Now, the good news is that many of those new species, they're not necessarily found by going out into hyper diverse countries and, and, and doing field work and finding them. They're actually just sitting in our collections right now. They're simply unrecognized as being new and the knowledge base because it's so good at identifying those outliers gives us the means potentially to identify putative new species that are already sitting in our collection.

And what's really exciting to me is that because we're busy digitizing all the scientific literature that goes along with those scientific description, tho those descriptions of species too, we can start to use generative a i to even describe those new species for us trained on that corpus of scientific literature that we already have in the model.

So this has the potential to really massively accelerate the way that we describe biodiversity at the moment. So ultimately, then this knowledge base and the knowledge graph that we're building is kind of like a model of the natural world which is really gonna revolutionize the impact of our collections and unlock the value that's trapped in all those physical specimens. At the moment.

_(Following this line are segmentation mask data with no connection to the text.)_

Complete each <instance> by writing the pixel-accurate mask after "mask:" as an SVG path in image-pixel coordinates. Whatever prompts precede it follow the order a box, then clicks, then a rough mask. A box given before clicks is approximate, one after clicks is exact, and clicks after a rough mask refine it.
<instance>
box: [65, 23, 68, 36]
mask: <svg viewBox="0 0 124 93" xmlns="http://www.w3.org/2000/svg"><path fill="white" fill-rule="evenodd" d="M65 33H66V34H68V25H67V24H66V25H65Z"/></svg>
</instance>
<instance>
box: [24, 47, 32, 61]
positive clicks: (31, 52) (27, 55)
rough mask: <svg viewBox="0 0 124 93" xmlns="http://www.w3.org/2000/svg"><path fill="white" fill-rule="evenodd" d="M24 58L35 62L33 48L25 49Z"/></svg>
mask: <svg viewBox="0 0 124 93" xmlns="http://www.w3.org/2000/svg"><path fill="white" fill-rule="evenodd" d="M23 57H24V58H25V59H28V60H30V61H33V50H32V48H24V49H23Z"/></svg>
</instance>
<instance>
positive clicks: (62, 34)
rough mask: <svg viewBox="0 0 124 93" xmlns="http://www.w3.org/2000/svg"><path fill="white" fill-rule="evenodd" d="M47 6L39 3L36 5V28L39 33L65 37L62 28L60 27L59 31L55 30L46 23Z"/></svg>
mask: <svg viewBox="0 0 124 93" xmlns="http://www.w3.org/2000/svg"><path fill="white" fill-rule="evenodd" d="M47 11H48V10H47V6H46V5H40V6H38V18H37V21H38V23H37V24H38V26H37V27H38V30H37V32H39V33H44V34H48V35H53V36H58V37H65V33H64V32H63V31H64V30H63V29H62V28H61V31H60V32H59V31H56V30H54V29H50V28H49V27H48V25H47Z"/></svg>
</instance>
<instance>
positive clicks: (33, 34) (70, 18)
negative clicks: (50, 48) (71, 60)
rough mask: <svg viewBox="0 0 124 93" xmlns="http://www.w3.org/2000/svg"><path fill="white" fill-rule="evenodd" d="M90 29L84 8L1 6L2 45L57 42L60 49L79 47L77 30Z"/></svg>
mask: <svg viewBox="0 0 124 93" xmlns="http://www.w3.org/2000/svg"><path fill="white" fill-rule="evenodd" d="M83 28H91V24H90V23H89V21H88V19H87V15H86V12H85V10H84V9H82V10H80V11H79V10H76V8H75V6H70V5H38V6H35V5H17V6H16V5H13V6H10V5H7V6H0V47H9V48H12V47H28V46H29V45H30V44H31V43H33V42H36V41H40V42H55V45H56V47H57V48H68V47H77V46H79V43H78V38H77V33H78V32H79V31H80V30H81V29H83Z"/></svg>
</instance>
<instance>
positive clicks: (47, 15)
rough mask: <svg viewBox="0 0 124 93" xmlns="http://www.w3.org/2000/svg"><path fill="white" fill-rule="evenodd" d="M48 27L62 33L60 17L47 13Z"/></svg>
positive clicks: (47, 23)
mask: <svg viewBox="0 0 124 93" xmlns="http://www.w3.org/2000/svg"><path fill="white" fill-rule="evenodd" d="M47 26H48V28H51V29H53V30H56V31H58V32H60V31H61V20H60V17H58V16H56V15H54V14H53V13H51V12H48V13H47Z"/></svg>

In effect, we're building a kind of a global early warning system where we can start to see things like where the next pandemic might be coming from. By looking at the to face between humans and the vectors of disease and where they're likely to become zoonotic diseases infecting humans.

We can start to build conservation indicators telling us which species are most at risk or extinction or we can start to define better policies to minimize biodiversity loss.

Well, i'm gonna leave you today with a simple question. What can open data do for you? I encourage everyone over the next few weeks is take a few minutes of your time and explore the open data sets that amazon sustainability data initiative has to offer and you could scan the qr code on the screen right now and it'll take you right to the home page.

Hopefully that time will be used wisely such that it gives you at least something maybe you could use right away or maybe at least inspires you to do, perform your next workload. I also encourage everyone to talk with your account teams and your solutions architects about how you could integrate open data sets in your current or future workloads.

And finally, if you're interested in learning more about how our other customers are using open data sets or about new open data sets themselves, there's a lot of blogs out there describing the data sets and workloads on top of amazon sustainability data initiative. So i highly encourage you to check out those blogs.

So with that, we want to thank you for your time and attention today.